Partono le indagini. L’eparina non è cianuro: non agisce su tutti i pazienti nello stesso modo e non è facile stabilire chi l’abbia somministrata senza prove evidenti. Certo, si potrebbero mettere delle telecamere nel reparto per capire se c’è qualcuno che anziché rimboccare le coperte al paziente gli fa iniezioni sospette, ma in definitiva sta solo morendo della gente, le telecamere lasciamole negli asili nidi o nel reparto smistamento bagagli per scoprire chi ci ruba le mutande dalle valigie. Si decide che basta sapere chi fosse di turno durante le crisi di coagulazione dei pazienti poi deceduti. L’infermiera Fausta era sempre lì. Cioè, quasi, perché qualche volta lei quando il paziente ha la crisi non c’è, ma magari somministra eparina via bluetooth, chissà. Le mettono il telefono sotto controllo, solo che lei sa di essere sotto inchiesta e quindi, forse, prima di dire “Oh, oggi ne ho fatto fuori un altro così la smetto di cambiargli pannoloni”, ci pensa due volte. Si indaga sulla sua salute psichica. Se fa fuori la gente per hobby sarà matta come un cavallo. Ha sofferto di epilessia e prende dei farmaci che le causano sonnolenza, classico profilo del serial killer.
Fausta Bonino viene arrestata a marzo.
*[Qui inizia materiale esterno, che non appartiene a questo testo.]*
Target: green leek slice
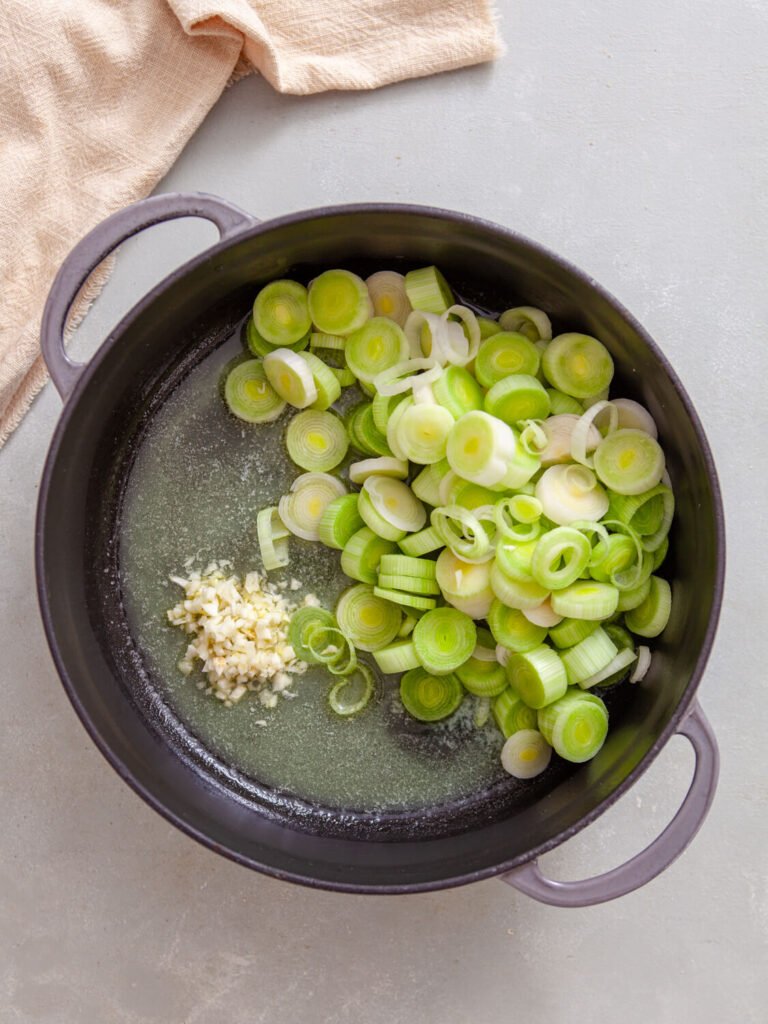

Per i giornali è già “infermiera killer” e “angelo della morte” così come i pedofili sono “orchi” di default. Le intercettazioni riportate sono schiaccianti. “Io non me lo ricordo, gliel’ho fatto io o te il prelievo?”, detto a una collega o “Io me li sogno di notte, non è possibile che muoiano quando ci sono io”, detto a un’altra collega. Ma anche: “Ora le do un farmaco così dorme”. Roba da metterla dentro e buttare la chiave. Non la pensa così il Riesame che ordina la scarcerazione di Fausta dopo 21 giorni di galera e un’etichetta di quelle che fanno curriculum. Immagino che ora gli ospedali faranno a gara per averla in corsia. Le prove sono inesistenti, gli indizi non sono concordanti e neanche accuratissimi. La pistola fumante, ovvero quel “Ora le do un farmaco così dorme”, l’ha detto di una paziente che poi morirà, è vero, ma di infarto, non per problemi legati all’eparina. A nessuno risulta che Fausta soffra di problemi psichiatrici. Resta indagata ma al momento ci sono più prove dell’esistenza dell’uomo falena che della sua colpevolezza.
L’unica certezza, sia della procura sia del Riesame, al momento, è che gli omicidi su cui si indaga siano omicidi volontari causati da somministrazione massiccia di eparina, quindi un assassino c’è ma non si sa chi sia. Potrebbe essere Fausta, un collega, una collega, un medico, chissà, fatto sta che da quando è scoppiato il caso “infermiera killer” l’ospedale di Piombino ha visto aumentare i pazienti: o la gente non ha capito nulla del caso o ritiene che del caso non abbia capito nulla il Riesame o ritiene che rimossa Fausta da lì si sia rimosso il problema. Preoccupanti tutti e tre i casi. Intanto, torna alla mente un caso ben noto a chi ha studiato i più clamorosi errori giudiziari. Nel 2001, l’infermiera olandese Lucia De Berk fu arrestata con l’accusa di aver ucciso anziani e neonati somministrando aloperidolo. Venne condannata all’ergastolo. Scontò sette anni di carcere (e una gogna pubblica senza precedenti), sottoposta a trattamento psichiatrico, finché non fu riaperto il caso e non si stabilì che si era trattato di un errore giudiziario. Fu assolta e scarcerata.
Non so se Fausta sia una vittima o un’assassina, se sia Lucia De Berk o “un angelo della morte”. Nessuno di noi lo sa. Al momento è un’indagata. Ma tutta questa storia è un evidente caso mediatico e un fumoso caso giuridico in cui le emorragie non sono state solo quelle dei pazienti ma anche e soprattutto quelle di notizie, ricostruzioni, accuse e titoli a effetto che nessuno, neppure l’infermiera più esperta, potrà più tamponare.